Recorded at HEALTHCON 2024 in Las Vegas, NV
During a panel discussion, participants raised questions about time-based billing for evaluation and management (E/M) services in outpatient settings, particularly regarding counseling for patients and caregivers. The importance of clear documentation and the thought process behind visit notes was emphasized, as well as the role of auditors in reviewing past notes.
The conversation also touched on the need for clarification on billing practices and the intent behind non face-to-face visits. Overall, the panel aimed to address concerns and provide guidance on best practices in documentation and billing.
Time-based E/M when only family or caregivers are present
Don’t bill office/outpatient E/M without the patient present. The panel’s read is that these codes assume a face-to-face encounter, even though the guideline phrase “patient and/or family/caregiver” can be misread.
Expect clarification from CPT®. The AMA team acknowledged the ambiguity and will work on language to make intent explicit; watch for CPT® Assistant or other official updates.
Use the right family-only codes where they exist. Some family psychotherapy codes allow time with caregivers without the patient; office/outpatient E/M typically does not.
Auditing data review across visits
Audit the note in front of you. Auditors shouldn’t need to dig through prior encounters unless the provider explicitly references a past item to complete today’s story.
Avoid “double-dip” credit. You can count the review of a test once (when ordered or when first reviewed). Re-stating the same review at every visit doesn’t earn new credit unless there is a documented clinical reason (for example, comparison that drives a decision today).
Show how the data changed your thinking. If you reviewed something, say what it showed and how it influenced today’s plan. Raw imports into the EMR don’t prove clinician review.
Documenting time the smart way
Always state total time on the date of the encounter. CPT® requires the total; payers may ask for more detail, but CPT® avoids piling on prescriptive breakdowns.

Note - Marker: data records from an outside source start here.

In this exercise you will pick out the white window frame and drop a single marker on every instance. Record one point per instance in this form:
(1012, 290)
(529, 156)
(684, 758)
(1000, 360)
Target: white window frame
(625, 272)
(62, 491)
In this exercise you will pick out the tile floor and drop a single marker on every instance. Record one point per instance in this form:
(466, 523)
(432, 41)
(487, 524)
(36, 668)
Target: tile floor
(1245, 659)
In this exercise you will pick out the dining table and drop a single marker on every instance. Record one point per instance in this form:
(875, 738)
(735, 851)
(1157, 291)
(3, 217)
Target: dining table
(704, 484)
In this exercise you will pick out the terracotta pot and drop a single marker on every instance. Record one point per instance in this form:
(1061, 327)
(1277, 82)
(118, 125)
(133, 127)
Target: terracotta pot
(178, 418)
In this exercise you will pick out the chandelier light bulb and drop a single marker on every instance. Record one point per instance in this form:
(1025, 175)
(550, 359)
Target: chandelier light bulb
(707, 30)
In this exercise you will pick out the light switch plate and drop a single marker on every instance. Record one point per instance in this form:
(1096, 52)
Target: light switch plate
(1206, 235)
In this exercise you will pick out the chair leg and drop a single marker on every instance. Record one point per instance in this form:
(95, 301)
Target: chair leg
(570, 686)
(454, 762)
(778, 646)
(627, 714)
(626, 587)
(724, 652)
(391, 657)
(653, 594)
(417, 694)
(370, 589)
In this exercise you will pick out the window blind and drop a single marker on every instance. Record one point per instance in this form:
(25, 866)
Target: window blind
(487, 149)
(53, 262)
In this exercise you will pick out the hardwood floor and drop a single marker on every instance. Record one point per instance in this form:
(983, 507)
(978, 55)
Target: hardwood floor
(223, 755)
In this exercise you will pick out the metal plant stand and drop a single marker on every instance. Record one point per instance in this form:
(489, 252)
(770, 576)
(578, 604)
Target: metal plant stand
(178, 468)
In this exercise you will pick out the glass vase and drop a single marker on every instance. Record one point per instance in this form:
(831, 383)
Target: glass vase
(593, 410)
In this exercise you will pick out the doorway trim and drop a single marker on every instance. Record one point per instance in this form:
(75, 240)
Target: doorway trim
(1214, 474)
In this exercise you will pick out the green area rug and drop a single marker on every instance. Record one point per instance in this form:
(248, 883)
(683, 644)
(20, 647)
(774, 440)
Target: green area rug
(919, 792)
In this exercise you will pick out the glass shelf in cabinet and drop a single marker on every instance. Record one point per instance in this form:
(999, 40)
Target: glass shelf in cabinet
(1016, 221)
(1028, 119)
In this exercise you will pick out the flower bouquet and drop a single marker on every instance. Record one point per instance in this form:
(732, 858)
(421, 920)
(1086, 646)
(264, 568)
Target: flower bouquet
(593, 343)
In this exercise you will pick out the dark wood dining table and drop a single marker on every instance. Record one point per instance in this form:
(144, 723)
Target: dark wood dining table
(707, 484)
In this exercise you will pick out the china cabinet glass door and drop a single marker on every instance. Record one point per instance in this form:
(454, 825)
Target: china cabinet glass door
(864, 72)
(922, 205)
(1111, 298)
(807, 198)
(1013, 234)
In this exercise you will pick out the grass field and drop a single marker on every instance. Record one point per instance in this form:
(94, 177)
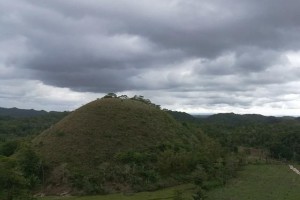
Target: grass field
(261, 182)
(157, 195)
(255, 182)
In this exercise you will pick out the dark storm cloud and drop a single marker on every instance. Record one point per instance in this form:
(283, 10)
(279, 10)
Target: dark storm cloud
(220, 46)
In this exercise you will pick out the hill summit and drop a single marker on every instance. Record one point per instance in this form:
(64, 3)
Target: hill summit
(116, 144)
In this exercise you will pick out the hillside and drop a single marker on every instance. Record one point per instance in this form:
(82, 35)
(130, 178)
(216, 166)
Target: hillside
(114, 144)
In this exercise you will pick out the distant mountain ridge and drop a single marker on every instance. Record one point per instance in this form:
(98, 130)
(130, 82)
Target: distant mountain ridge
(22, 113)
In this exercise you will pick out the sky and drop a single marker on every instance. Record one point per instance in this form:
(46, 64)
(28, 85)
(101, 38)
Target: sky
(196, 56)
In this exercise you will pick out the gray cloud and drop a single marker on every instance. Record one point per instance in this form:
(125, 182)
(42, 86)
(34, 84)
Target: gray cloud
(219, 51)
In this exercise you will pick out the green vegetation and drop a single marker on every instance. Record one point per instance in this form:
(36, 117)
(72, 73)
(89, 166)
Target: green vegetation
(263, 182)
(163, 194)
(129, 145)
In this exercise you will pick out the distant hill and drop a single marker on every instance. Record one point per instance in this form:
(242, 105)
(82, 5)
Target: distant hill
(237, 119)
(120, 145)
(20, 113)
(182, 116)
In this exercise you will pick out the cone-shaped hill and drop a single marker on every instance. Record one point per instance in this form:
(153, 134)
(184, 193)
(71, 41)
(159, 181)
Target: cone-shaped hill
(115, 144)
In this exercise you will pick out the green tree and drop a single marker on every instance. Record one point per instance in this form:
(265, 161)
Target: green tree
(12, 183)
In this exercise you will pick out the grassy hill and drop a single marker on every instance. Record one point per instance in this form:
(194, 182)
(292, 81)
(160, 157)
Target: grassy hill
(114, 144)
(263, 182)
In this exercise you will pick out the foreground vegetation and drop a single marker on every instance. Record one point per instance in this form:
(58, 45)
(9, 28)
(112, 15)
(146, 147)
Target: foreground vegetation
(129, 145)
(263, 182)
(184, 192)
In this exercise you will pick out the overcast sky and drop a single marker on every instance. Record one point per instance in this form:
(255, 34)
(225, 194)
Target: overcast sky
(197, 56)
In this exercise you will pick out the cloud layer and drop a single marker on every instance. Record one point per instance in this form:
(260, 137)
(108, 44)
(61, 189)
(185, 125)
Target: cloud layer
(197, 56)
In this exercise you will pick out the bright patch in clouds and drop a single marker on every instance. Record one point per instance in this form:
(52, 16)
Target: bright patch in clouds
(194, 56)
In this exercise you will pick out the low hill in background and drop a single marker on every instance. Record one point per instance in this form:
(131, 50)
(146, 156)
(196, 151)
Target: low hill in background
(114, 144)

Tie time to medical necessity. If you spent 50 minutes on a “simple” complaint, explain the why (for example, complex counseling, risk discussion, caregiver education, prior hospitalization).
Keep templates honest. If your time statement lists “reviewed labs and x-rays,” make sure those items are actually in the record and used in your decision-making.
Exclude separately billable services. Make clear that your E/M time does not include time for any procedure or service reported separately.
Vary when reality varies. Identical time for every visit is a red flag; document the actual minutes, not a default.
“Curbside” or brief consultations on inpatient services
Write notes other clinicians can use. List what you reviewed, what you thought about it, and how it changed the plan; “Reviewed tests, agree with provider, total time 7 minutes” lacks clinical utility.
Be concise but substantive. The goal is continuity of care first, billing second. Capture the reasoning, not just an itemized checklist.
Practical auditor and provider guardrails
Providers: Tell the story. Who was present, what you did, what you reviewed, and why it mattered today. More words aren’t always better, but no words are never enough.
Auditors: Score what’s documented today. Credit data review once, confirm source and use, and resist retroactive scavenger hunts unless the note directs you there.
Everyone: Remember the hierarchy. CPT® sets the structure, payers may add policy, and medical necessity sits over all of it.
Quick wins you can apply tomorrow
Add a one-line “why” to time-based notes. “Spent 32 minutes counseling daughter on home safety and med management due to patient’s advanced dementia; updated care plan accordingly.”
Drop a comparison sentence for reused data. “Compared CT from 10/12 to 8/30; no interval change, so we will continue conservative management.”
Tune your templates. Remove boilerplate that claims reviews you didn’t perform; add prompts for “how did this affect today’s plan?”
Watch for AMA clarifications. Monitor CPT® Assistant and society newsletters for the forthcoming guidance on caregiver-only encounters.